In the early 1970s Mayor Richard J. Daley developed the Chicago 21 Plan, a redevelopment project the sole purpose of which was to disperse concentrations of low-income and minority people who might represent a political challenge to the ruling elites of the city. Coincidentally, the plan also provided new opportunities for profiteering by the real estate, development and financial interests that are the main bulwarks of the Cook County “machine.”

Chicago 21 slated the removal of entire ethnic neighborhoods, to be replaced by upscale housing and shopping districts designed to attract higher-income, and mostly white, people “back into the city.” Among the first targets was Lincoln Park, which became a hotbed of “gentrification.”

Real estate developers, supported by the city’s political leadership, began to buy up working-class housing and remodel it for rental or sale to a more affluent clientele, thereby driving up housing and driving low-income people elsewhere.

Housing activists in the area point out that, in many cases, rents for two-bedroom apartments have jumped from $400 per month to more than $1,000, in three or four years, due to real estate speculation/gentrification and the lack of new affordable housing construction.

Soon, not a single Puerto Rican institution was left and the vast majority of Puerto Rican people had been driven out. Today many are incredulous when told the history of the Puerto Rican barrio in Lincoln Park, now one of the wealthiest and trendiest – and whitest – areas in the city

Today, Puerto Ricans in West Town-Humboldt Park-Logan Square communities have become the front line in the battle to preserve affordable housing. Since the Republican Party is a non-entity in Chicago, speculators and developers have worked through Mayor Richard M. Daley and his allies, in order to get control of affordable housing units and empty lots that can be turned into expensive condominiums.

In an effort to resist this trend, several Puerto Rican social, political and cultural institutions, together with organizations representing Mexican immigrants, have allied themselves with not-for-profit agencies specializing in the construction or re-habilitation of affordable housing. Allied with these forces have been Rep. Luis Gutierrez (D-Ill.), County Commissioner Roberto Maldonado, State Senator Miguel Del Valle, State Representatives Willie Delgado and Cynthia Soto and Alderman Billy Ocasio, representatives of the liberal, independent wing of the Democratic Party.

Some not-for-profit institutions such as Bickerdike Redevelopment and Erie Neighborhood House have worked to create affordable housing, with an ambitious plan for local low-cost home ownership, only to be thwarted by the machinations of the Daley-allied politicians who blocked the proposal while pocketing hefty campaign contributions. However community groups in the area have managed to bring in some scattered site pubic housing in spite of ferocious “NIMBY” (not in my back yard) opposition.
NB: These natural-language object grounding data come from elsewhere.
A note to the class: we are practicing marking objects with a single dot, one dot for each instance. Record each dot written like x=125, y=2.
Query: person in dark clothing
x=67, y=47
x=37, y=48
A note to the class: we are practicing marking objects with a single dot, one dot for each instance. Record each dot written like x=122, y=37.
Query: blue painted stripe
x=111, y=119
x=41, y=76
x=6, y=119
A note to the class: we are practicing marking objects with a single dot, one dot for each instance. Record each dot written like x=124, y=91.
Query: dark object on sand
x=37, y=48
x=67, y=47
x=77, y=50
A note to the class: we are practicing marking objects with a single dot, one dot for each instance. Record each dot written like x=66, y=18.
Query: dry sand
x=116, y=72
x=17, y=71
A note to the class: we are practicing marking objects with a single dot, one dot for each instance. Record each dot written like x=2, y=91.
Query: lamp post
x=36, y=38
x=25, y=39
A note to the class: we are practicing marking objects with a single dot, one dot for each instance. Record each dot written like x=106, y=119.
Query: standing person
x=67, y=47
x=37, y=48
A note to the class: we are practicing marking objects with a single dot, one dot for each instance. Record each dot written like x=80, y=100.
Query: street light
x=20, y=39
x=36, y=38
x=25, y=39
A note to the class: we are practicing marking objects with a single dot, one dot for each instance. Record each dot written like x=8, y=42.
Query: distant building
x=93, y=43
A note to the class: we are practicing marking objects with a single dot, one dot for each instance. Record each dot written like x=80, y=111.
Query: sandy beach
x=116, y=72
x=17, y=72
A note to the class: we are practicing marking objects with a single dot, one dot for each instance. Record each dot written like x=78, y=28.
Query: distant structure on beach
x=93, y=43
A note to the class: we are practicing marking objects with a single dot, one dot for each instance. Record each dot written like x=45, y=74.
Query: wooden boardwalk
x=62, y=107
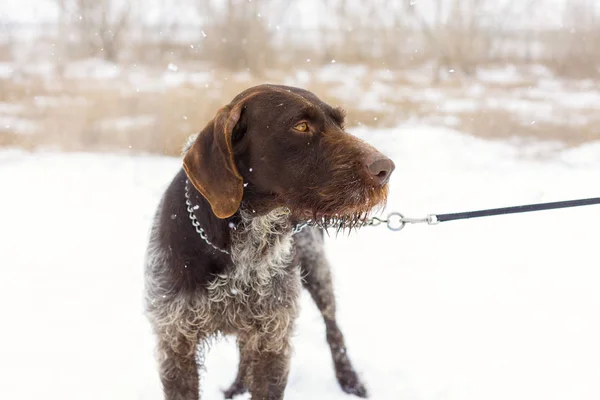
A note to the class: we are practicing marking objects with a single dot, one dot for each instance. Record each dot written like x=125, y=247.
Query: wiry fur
x=195, y=293
x=240, y=300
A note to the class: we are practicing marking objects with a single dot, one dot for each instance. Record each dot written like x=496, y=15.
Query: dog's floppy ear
x=210, y=166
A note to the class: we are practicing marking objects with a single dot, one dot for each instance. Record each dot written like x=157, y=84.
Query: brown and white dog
x=223, y=258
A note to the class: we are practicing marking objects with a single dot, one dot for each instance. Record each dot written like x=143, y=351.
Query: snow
x=496, y=308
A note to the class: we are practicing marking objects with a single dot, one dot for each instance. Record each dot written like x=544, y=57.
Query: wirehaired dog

Community activists charge that the Chicago police have worked along with this gentrification dynamic by harassing Puerto Rican and other poor and minority families. However, there is a determination to stay and fight. Just west of Clemente High, there is a strip of Division Street, bordered on either end by huge sculptures of the Puerto Rican flag. Many – and not only Puerto Rican people – see these giant flags as a line in the sand for a last-ditch fight for an affordable, livable neighborhood and a rebuff to the plans of the wealthy developers.